Universities are evolving over time to reflect closely maladies of modern society. Profit for a few, precariousness for the rest of us.
Once upon a time, the university was the site of confrontational attitudes and a more free flowing exchange of perspectives. It represented a space to learn critique and develop novel ideas that would foster a student’s talent for argument and nurture a tenacious willingness to dissent.
It’s not necessarily that these features have vanished, wholesale, in the status quo. You still can overhear people talking radically in public spaces around campus, but this fervor has disappeared in the overall atmosphere of upper level education thanks to an insidious culprit — the corporatization of the university.
By that, I mean that the civic and public goods character of the nation’s many universities is gradually, but methodically being supplanted by a business model in mode of operation, and a business oriented set of concerns driving student behavior.
One can see several symptoms of this shift over time. There are more job-insecure adjunct professors than ever, avoiding controversial topics in the classroom because they represent an academic risk. More faculty and administrative positions popping up, reminiscent of Taylorism, or the scientific management of the workplace, intended to help an institution run “efficiently,” when a democratically organized faculty could accomplish the same work.
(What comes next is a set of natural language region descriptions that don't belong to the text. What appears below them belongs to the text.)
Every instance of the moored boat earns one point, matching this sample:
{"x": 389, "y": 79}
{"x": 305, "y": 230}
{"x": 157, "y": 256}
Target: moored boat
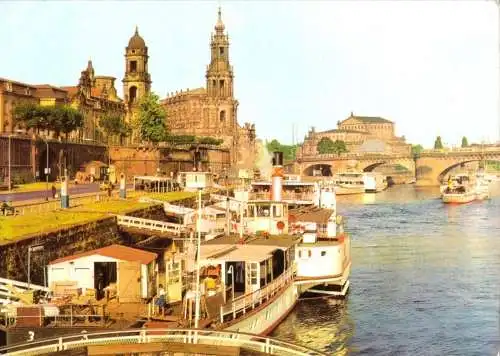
{"x": 374, "y": 182}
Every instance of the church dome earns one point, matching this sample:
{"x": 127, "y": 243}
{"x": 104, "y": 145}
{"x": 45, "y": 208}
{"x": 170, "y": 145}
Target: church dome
{"x": 136, "y": 41}
{"x": 373, "y": 146}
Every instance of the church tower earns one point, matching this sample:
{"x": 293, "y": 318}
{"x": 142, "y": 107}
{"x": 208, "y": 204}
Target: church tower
{"x": 219, "y": 78}
{"x": 137, "y": 80}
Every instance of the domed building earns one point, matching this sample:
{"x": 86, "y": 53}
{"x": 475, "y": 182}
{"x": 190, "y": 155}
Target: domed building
{"x": 361, "y": 134}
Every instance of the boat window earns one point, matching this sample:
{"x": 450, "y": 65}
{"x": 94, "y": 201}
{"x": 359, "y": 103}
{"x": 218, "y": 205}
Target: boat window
{"x": 277, "y": 211}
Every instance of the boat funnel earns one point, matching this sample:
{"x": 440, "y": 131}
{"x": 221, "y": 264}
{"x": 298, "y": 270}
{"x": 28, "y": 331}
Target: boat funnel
{"x": 277, "y": 177}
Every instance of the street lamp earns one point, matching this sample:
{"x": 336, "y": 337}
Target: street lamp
{"x": 47, "y": 170}
{"x": 10, "y": 160}
{"x": 198, "y": 248}
{"x": 36, "y": 248}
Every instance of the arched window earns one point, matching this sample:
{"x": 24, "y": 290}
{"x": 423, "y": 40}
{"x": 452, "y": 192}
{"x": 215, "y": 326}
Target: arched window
{"x": 132, "y": 94}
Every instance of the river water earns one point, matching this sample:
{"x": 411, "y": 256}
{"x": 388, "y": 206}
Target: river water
{"x": 424, "y": 281}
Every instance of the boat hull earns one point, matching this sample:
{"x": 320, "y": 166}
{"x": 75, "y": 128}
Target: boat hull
{"x": 458, "y": 198}
{"x": 264, "y": 319}
{"x": 349, "y": 190}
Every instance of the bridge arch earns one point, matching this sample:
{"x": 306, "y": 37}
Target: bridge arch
{"x": 324, "y": 169}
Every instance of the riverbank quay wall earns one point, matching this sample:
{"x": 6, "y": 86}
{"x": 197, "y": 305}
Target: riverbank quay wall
{"x": 28, "y": 158}
{"x": 149, "y": 160}
{"x": 71, "y": 240}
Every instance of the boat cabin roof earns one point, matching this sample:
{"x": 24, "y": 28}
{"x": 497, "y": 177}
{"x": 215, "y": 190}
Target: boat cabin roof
{"x": 311, "y": 214}
{"x": 237, "y": 253}
{"x": 278, "y": 241}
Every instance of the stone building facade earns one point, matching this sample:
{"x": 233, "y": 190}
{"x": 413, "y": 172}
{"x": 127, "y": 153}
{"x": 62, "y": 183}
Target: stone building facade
{"x": 212, "y": 110}
{"x": 209, "y": 111}
{"x": 362, "y": 134}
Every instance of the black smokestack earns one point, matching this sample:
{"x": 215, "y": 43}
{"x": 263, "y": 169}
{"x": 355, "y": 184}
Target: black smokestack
{"x": 277, "y": 158}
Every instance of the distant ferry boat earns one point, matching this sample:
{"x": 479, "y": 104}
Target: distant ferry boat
{"x": 374, "y": 182}
{"x": 349, "y": 183}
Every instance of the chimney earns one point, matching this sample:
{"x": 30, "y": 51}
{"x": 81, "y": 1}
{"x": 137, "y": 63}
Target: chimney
{"x": 277, "y": 177}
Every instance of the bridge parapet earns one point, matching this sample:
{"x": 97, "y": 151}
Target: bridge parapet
{"x": 247, "y": 342}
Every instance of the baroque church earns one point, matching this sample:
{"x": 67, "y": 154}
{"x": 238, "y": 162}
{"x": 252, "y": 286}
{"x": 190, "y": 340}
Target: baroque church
{"x": 207, "y": 111}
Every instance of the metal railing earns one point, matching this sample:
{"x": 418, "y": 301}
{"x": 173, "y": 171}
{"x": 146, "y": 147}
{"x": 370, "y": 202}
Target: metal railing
{"x": 153, "y": 225}
{"x": 251, "y": 300}
{"x": 284, "y": 196}
{"x": 245, "y": 341}
{"x": 74, "y": 201}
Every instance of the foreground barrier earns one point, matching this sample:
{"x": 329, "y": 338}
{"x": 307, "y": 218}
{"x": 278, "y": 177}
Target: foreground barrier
{"x": 147, "y": 336}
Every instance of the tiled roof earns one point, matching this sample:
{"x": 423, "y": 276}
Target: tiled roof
{"x": 343, "y": 131}
{"x": 372, "y": 119}
{"x": 119, "y": 252}
{"x": 16, "y": 82}
{"x": 71, "y": 90}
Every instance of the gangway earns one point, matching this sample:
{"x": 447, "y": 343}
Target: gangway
{"x": 147, "y": 224}
{"x": 11, "y": 290}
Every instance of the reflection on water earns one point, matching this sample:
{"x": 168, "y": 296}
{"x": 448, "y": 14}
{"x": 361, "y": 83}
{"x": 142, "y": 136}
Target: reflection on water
{"x": 425, "y": 279}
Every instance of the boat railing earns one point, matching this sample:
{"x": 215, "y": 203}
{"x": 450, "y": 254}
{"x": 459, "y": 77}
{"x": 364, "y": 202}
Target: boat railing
{"x": 154, "y": 225}
{"x": 304, "y": 196}
{"x": 247, "y": 302}
{"x": 247, "y": 342}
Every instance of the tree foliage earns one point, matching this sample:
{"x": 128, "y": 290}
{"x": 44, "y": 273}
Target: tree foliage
{"x": 114, "y": 125}
{"x": 416, "y": 149}
{"x": 289, "y": 151}
{"x": 438, "y": 144}
{"x": 60, "y": 119}
{"x": 151, "y": 121}
{"x": 326, "y": 145}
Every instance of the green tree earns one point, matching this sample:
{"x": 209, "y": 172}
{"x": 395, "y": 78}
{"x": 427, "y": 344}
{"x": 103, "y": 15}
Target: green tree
{"x": 416, "y": 149}
{"x": 289, "y": 151}
{"x": 340, "y": 147}
{"x": 151, "y": 121}
{"x": 58, "y": 118}
{"x": 438, "y": 144}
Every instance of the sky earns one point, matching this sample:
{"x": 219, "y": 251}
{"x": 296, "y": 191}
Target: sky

Education is hugely financed by acquiring debt, meaning profitability, and career lucrativeness becoming smothering considerations when choosing a field of study. Universities have “investment portfolios,” engendering special interests, playing nice with business partners, which can act as implicit censor on courses and material too blatantly critical of the connections.
Older incarnations of the university had a different, more flexible mandate.
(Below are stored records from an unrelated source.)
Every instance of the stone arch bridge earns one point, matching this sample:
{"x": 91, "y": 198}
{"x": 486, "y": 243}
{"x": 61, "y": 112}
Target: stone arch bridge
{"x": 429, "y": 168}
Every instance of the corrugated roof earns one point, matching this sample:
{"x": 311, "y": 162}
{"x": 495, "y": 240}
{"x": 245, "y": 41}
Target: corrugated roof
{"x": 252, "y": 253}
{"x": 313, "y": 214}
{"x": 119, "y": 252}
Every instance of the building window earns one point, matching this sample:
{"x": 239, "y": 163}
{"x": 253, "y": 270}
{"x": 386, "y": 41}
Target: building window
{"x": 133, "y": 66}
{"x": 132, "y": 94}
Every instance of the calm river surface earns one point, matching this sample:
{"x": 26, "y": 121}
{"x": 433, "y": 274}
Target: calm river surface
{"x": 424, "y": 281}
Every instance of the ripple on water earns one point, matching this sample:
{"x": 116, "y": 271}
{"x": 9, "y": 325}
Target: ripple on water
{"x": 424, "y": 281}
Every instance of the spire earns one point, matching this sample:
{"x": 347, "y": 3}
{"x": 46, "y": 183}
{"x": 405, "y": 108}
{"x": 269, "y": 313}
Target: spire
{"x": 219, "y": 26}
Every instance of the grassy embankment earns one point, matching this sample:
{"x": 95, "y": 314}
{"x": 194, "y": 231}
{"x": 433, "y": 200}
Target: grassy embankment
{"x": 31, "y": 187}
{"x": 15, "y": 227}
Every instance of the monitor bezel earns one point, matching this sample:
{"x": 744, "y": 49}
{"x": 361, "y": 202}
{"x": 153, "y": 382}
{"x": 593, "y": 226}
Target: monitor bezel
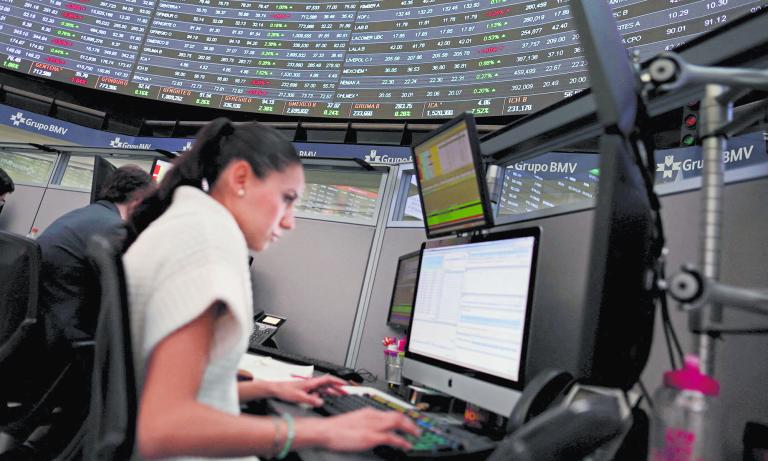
{"x": 154, "y": 163}
{"x": 400, "y": 260}
{"x": 474, "y": 144}
{"x": 534, "y": 232}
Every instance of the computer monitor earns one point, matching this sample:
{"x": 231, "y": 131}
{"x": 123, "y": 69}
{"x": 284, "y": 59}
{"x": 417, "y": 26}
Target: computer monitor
{"x": 401, "y": 304}
{"x": 468, "y": 336}
{"x": 102, "y": 170}
{"x": 451, "y": 179}
{"x": 159, "y": 168}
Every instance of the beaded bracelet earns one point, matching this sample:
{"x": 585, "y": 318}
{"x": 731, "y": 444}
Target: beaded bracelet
{"x": 291, "y": 433}
{"x": 276, "y": 441}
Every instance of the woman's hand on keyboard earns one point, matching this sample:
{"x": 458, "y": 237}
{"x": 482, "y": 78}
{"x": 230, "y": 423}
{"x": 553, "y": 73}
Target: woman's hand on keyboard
{"x": 367, "y": 428}
{"x": 306, "y": 390}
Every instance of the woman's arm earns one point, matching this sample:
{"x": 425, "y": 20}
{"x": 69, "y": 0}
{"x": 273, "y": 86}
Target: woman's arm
{"x": 172, "y": 423}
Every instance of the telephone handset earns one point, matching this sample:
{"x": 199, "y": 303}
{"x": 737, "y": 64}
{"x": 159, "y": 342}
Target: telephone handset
{"x": 558, "y": 419}
{"x": 264, "y": 327}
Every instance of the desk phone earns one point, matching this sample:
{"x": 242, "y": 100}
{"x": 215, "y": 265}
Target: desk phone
{"x": 264, "y": 327}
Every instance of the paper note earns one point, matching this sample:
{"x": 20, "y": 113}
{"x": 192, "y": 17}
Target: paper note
{"x": 268, "y": 369}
These institutions were, to some extent, independent actors in politics enabling students and teachers more leeway to collaborate and organize together, exactly because their environment was better insulated from financial interests. Of course, the university has never been completely sealed off from influence, because state schools are publicly funded, meaning watched over by elected politicians. Those politicians are subject to the influence of a swath of wealthy donors. Post-Citizens United — the problem has flown off the handle.
As a result the university is beginning to resemble a plutocratic clearinghouse, with students focused on either entering the upper echelon of society or worrying about how much a liberal arts degree will help in paying off loans. In addition, professors are far less empowered to rebel against these unfolding neoliberal trends. In such conditions, the university loses some vitality; its character as an exploratory experience, and the price of getting politicized, while studying, becomes too expensive for most to commit to principles. Moral questions and ethical considerations are significantly undercut by the mental burden of opportunity costs.
Evidence weighs in favor of the university joining the growing family of microcosm examples, another symbol of a financially motivated enterprise in a precarious economy.
This is not without contrast.
Recall from history examples of student based struggle born on University campuses like Student Non-Violent Coordinating Committee founded by black students in 1960 struggling for civil rights, or that thanks to student pressure the University of California system recently declared a total divestment from fossil fuel and coal burning companies. It’s a tiny, meaningful stride in the piecemeal effort to take the looming threats of long term climate change seriously, but also broadly represents a challenge to the idea that the university is merely a site to pursue a career and professionalize as it’s generally become.
While these profit symptoms do change the university culture, encouragements still exist. These examples of student push back, if heeded, can turn the tide of even the most entrenched problems.